Title: Enhancing Claims Triage with Dynamic Data
Speaker: Peng Shi
Date: April 29th, 2022 at 3 PM CST
Location: 345 Altgeld Hall
Abstract: In property insurance claims triage, insurers often use static information to assess the severity of a claim and identify the subsequent actions. We hypothesize that the pattern of weather conditions throughout the course of the loss event is predictive of insured losses and hence appropriate use of weather dynamics improve the operation of insurer’s claim management. To test this hypothesis, we propose a deep learning method to incorporate the dynamic weather data in the predictive modeling of insured losses for reported claims. The proposed method features a hierarchical network architecture to address the challenges introduced into claims triage by weather dynamics.
In the empirical analysis, we examine a portfolio of hail damage property insurance claims obtained from a major U.S. insurance carrier. When supplemented by the dynamic weather information, the deep learning method exhibits substantial improvement in the hold-out predictive performance. Built upon the proposed deep learning method, we design a cost-sensitive decision strategy for triaging claims using the probabilistic forecasts of insurance claim amounts.

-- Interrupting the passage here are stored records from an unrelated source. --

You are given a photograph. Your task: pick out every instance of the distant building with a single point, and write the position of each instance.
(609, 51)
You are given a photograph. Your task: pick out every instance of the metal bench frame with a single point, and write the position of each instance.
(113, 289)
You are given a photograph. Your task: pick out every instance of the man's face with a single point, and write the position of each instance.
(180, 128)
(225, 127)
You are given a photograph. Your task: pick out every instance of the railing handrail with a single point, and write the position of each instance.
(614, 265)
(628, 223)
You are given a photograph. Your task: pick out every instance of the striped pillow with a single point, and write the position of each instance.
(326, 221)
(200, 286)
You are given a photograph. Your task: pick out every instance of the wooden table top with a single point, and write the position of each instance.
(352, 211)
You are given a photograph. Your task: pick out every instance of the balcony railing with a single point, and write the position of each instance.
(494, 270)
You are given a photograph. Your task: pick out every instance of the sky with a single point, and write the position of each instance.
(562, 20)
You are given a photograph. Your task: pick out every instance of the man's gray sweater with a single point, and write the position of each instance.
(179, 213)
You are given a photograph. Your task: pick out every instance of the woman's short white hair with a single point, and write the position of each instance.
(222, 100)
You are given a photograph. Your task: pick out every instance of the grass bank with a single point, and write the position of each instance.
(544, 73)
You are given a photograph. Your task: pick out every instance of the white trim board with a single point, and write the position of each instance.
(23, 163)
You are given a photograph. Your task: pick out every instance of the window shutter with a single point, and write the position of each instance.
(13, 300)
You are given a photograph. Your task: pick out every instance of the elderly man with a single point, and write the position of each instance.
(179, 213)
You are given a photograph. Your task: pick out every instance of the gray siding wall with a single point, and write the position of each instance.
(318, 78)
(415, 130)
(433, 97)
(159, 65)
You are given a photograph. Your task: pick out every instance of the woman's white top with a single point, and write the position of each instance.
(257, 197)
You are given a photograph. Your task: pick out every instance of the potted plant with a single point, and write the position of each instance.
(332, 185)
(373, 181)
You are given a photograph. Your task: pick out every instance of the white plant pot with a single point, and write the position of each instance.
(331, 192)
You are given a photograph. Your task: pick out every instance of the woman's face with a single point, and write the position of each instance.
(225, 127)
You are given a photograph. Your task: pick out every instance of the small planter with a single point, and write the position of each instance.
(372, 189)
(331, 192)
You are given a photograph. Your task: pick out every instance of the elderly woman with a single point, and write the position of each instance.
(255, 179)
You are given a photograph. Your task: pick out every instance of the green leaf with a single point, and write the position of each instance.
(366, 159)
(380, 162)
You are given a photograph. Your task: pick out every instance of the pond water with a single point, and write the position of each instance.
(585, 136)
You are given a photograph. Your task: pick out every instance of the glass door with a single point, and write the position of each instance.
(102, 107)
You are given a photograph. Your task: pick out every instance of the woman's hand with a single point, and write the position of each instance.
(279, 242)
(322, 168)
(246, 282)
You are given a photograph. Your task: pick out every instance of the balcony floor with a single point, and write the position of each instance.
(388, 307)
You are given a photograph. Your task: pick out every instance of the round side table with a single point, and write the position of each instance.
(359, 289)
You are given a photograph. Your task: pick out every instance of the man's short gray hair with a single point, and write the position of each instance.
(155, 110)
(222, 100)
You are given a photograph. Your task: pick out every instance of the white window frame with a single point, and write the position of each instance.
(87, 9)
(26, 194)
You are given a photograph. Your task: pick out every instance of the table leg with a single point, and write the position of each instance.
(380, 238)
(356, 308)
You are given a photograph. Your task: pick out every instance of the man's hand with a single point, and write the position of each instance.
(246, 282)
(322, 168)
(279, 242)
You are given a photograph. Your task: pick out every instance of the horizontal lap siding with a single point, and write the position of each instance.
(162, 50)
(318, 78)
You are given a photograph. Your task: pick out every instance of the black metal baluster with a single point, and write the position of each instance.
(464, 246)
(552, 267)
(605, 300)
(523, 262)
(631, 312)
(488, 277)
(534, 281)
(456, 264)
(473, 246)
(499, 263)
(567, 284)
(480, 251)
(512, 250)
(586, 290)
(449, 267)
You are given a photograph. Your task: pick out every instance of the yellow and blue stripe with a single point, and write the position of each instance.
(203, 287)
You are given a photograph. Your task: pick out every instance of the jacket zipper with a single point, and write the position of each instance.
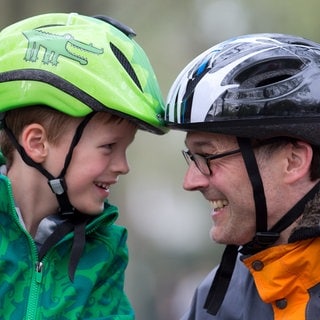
(35, 285)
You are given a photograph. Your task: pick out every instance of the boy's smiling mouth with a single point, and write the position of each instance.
(102, 185)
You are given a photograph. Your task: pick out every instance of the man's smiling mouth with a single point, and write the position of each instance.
(218, 204)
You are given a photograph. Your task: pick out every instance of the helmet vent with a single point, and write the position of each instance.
(126, 64)
(268, 73)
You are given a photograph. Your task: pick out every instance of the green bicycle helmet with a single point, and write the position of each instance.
(79, 64)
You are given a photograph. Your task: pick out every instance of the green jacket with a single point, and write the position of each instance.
(28, 291)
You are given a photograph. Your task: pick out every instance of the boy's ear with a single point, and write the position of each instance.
(299, 161)
(34, 141)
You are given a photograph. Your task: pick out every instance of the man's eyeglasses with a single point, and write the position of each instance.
(203, 162)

We show that leveraging weather dynamics in claims triage leads to a substantial reduction in operational cost.
Speaker: Peng Shi is on the faculty of the Risk and Insurance Department at the University of Wisconsin-Madison. He is also the Charles and Laura Albright Professor in Business and Finance. Professor Shi is an Associate of the Casualty Actuarial Society (ACAS) and a Fellow of the Society of Actuaries (FSA). Professor Shi’s research interests are at the intersection of insurance and statistics. He has won various research awards in actuarial science, including the Charles A Hachemeister Prize, American Risk and Insurance Association Prize, Ronald Bornhuetter Loss Reserve Prize, and IAA Best Paper etc. Current research focuses on longitudinal data, dependence models, insurance analytics, and actuarial data science.